C. Mitigasi Bencana yang Efektif
Mitigasi bencana yang efektif harus memiliki tiga unsur utama, yaitu penilaian bahaya, peringatan dan persiapan.
1.    Penilaian bahaya (hazard assestment); diperlukan untuk mengidentifikasi populasi dan aset yang terancam, serta tingkat ancaman. Penilaian ini memerlukan pengetahuan tentang karakteristik sumber bencana, probabilitas kejadian bencana, serta data kejadian bencana di masa lalu.

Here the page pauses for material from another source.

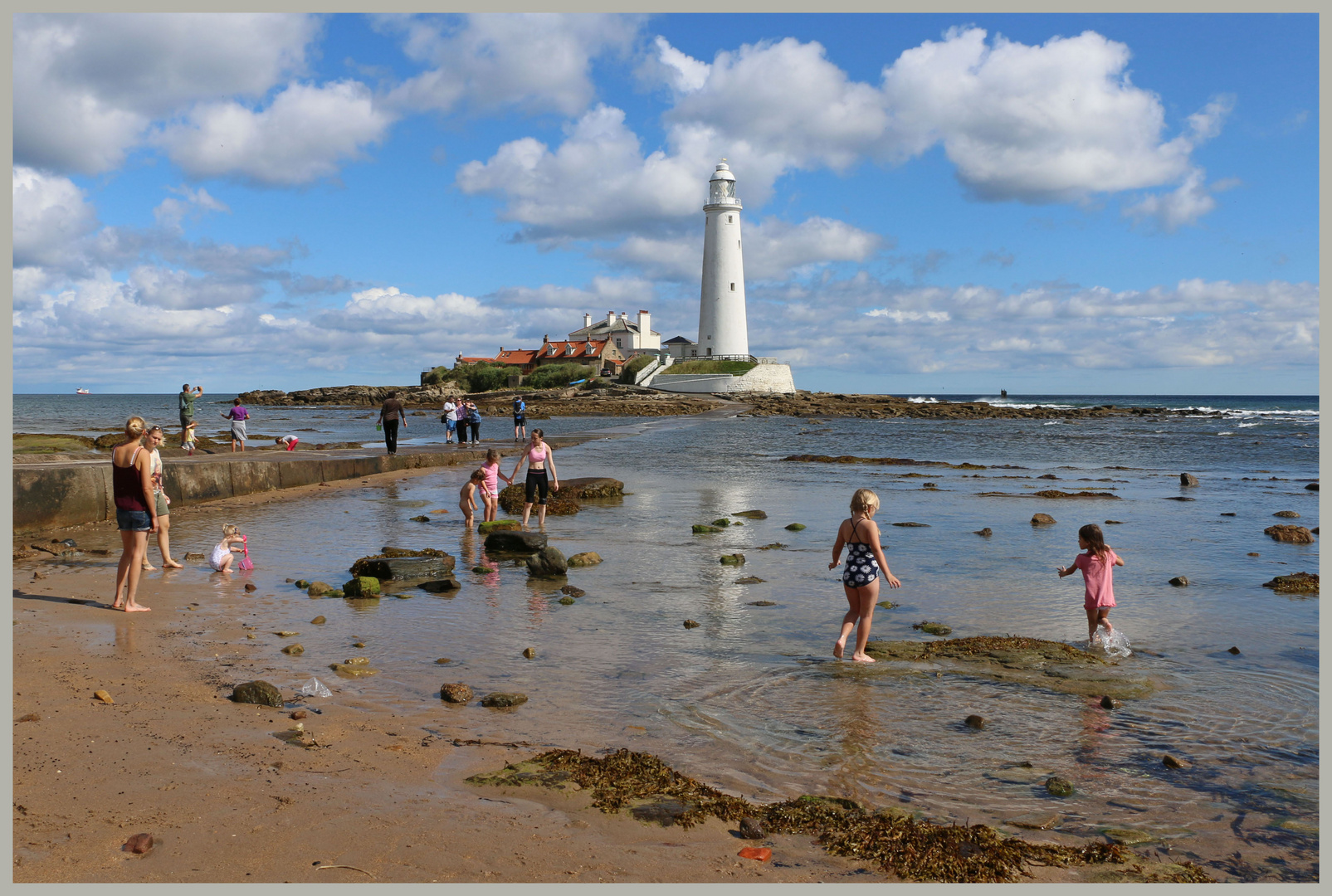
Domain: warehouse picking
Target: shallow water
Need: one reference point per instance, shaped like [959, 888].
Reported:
[753, 700]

Tahapan ini menghasilkan Peta Potensi Bencana yang sangat penting untuk merancang kedua unsur mitigasi lainnya;
2.    Peringatan (warning); diperlukan untuk memberi peringatan kepada masyarakat tentang bencana yang akan mengancam (seperti bahaya tsunami yang diakibatkan oleh gempa bumi, aliran lahar akibat letusan gunung berapi, dsb). Sistem peringatan didasarkan pada data bencana yang terjadi sebagai peringatan dini serta menggunakan berbagai saluran komunikasi untuk memberikan pesan kepada pihak yang berwenang maupun masyarakat. Peringatan terhadap bencana yang akan mengancam harus dapat dilakukan secara cepat, tepat dan dipercaya.
3.    Persiapan (preparedness). Kegiatan kategori ini tergantung kepada unsur mitigasi sebelumnya (penilaian bahaya dan peringatan), yang membutuhkan pengetahuan tentang daerah yang kemungkinan terkena bencana dan pengetahuan tentang sistem peringatan untuk mengetahui kapan harus melakukan evakuasi dan kapan saatnya kembali ketika situasi telah aman. Tingkat kepedulian masyarakat dan pemerintah daerah dan pemahamannya sangat penting pada tahapan ini untuk dapat menentukan langkah-langkah yang diperlukan untuk mengurangi dampak akibat bencana. Selain itu jenis persiapan lainnya adalah perencanaan tata ruang yang menempatkan lokasi fasilitas umum dan fasilitas sosial di luar zona bahaya bencana (mitigasi non struktur), serta usaha-usaha keteknikan untuk membangun struktur yang aman terhadap bencana dan melindungi struktur akan bencana (mitigasi struktur).